According to Rosche, Wright’s relationship with Kleiman’s surviving family members began to sour sometime in 2015, when Ira was informed by Australian tax authorities that he fraudulently claimed to pay David Kleiman approximately $40 million for materials belonging to their shared company, W&K Info Defense Research, LLC.

Rosche told the jury that after 2018, when Ira Kleiman filed suit against him, Craig Wright began to deny that he and David Kleiman had ever been partnered – or that he’d ever had a partner at all, aside from his wife Ramona Watts.

In deposition footage dated April 4, 2019, Wright said, “He was never my partner. … I hate the whole concept of partnership.”

Inside the defense

Wright’s defense seems to largely hinge on two factors: his diagnosis with Autism Spectrum Disorder and the lack of a written agreement between him and David Kleiman.

In her opening statement, Amanda McGovern, counsel for Wright, claimed that Wright’s autism made him difficult to communicate with, overly literal and combative. Rather than pushing back against the veracity of the plaintiff’s timeline, McGovern instead attempted to convince the jury that Wright and Ira Kleiman simply have a different understanding of the word “partner.”

McGovern painted a picture of Wright’s lifetime of social difficulties, claiming that he came from “a very difficult home,” had “very few friends in his childhood” and “he was considered strange … even by his sister.”

“At thirteen, he wore a ninja outfit to a playground and all the other kids called him a freak,” McGovern said.

For Wright, math and cryptography became a refuge away from bullying at home and at school.

According to Rosche, however, Wright’s diagnosis with autism is a recent development: he was diagnosed sometime after 2018 by Dr. Ami Klin, director of the Marcus Center for Autism – and an expert witness for the defense. Rosche told the jury that Wright was diagnosed over the phone by Klin who had, at the time of diagnosis, never met Wright in person.

Will the real Satoshi please stand up?

While both the plaintiffs and the defense posit that Craig Wright – either alone or alongside David Kleiman – invented bitcoin, reality is murkier.

Despite Wright’s claims (as well as his history of lawsuits against his detractors) he has not been able to definitively prove that he is Satoshi Nakamoto.

After announcing in May 2016 that he would move Satoshi’s bitcoin – proving that he had access to Satoshi’s private keys and was therefore Satoshi – Wright failed to do so, writing, “I do not have the courage. I cannot,” in a now-deleted blog post.

The cryptographic proof he provided instead has been accused of several high profile cryptography experts as being fraudulent.

Past accusations of document forgery and other fraud repeatedly came up during the first day of trial, as the plaintiffs’ attorneys showed the jury examples of doctored emails from Wright that added and deleted sentences from David Kleiman, changed dates and more.

Follow the money

If the jury finds in favor of the plaintiffs and Ira Kleiman is awarded his brother’s share of Satoshi’s bitcoins, the question remains whether the court has any way of retrieving them.

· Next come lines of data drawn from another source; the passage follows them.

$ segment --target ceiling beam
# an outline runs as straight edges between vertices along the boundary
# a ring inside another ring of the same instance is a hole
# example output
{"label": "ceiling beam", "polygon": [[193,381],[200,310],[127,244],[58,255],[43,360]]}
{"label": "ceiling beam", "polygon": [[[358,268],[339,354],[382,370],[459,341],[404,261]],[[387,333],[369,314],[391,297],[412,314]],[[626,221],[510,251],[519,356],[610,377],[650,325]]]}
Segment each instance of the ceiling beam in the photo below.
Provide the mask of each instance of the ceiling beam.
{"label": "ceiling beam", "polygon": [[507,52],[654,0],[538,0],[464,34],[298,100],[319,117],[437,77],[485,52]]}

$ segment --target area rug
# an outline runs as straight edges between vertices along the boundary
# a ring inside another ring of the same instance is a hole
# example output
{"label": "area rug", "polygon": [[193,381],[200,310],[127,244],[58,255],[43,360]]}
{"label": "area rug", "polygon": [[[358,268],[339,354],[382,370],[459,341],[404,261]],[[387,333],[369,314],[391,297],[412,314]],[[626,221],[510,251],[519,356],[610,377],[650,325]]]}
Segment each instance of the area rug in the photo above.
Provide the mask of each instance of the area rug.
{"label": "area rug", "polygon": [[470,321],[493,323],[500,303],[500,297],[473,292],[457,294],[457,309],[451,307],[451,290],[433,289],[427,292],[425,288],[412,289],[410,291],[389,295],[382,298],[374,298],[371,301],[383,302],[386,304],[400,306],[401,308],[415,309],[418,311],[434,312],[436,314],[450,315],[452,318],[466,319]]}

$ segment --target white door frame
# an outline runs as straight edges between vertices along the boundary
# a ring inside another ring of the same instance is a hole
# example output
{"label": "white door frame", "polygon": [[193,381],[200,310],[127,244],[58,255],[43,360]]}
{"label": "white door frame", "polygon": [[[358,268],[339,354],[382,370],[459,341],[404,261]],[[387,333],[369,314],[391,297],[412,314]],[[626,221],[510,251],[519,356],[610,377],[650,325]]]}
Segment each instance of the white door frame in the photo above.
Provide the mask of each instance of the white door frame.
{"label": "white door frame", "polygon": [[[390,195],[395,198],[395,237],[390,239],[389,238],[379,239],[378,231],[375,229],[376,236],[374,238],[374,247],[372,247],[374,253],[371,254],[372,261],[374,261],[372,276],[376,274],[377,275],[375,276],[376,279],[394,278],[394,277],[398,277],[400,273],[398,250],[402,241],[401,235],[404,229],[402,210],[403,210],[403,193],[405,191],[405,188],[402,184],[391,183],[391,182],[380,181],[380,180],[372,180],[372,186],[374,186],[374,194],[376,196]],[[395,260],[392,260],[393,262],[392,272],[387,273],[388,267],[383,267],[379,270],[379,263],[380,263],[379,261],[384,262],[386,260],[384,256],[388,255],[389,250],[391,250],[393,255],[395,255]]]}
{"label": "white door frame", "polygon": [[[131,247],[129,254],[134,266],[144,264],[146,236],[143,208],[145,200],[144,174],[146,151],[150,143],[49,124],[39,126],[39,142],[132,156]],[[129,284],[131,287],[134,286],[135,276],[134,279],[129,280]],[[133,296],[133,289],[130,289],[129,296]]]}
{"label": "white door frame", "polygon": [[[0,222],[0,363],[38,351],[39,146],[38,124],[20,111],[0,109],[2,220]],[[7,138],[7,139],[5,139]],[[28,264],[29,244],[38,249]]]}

The still-unsolved mystery of Satoshi Nakamoto’s identity, and Wright’s seeming inability to retrieve the coins in his wallet, mean that recovering the coins may not be possible. If Wright is not Satoshi – or, if he is and has somehow lost access to the wallet – it is unclear how Ira Kleiman will get his hands on half of Satoshi’s stash.

Furthermore, there are some in the crypto community who question whether the 1.1 million bitcoins at the heart of this case even exist. In a blog post from 2018, Tokyo-based software developer and self-proclaimed “Bitcoin archaeologist” Kim Nilsson traced wallet addresses supposedly held by Wright, tying many of them back to the 2014 Mt Gox hack.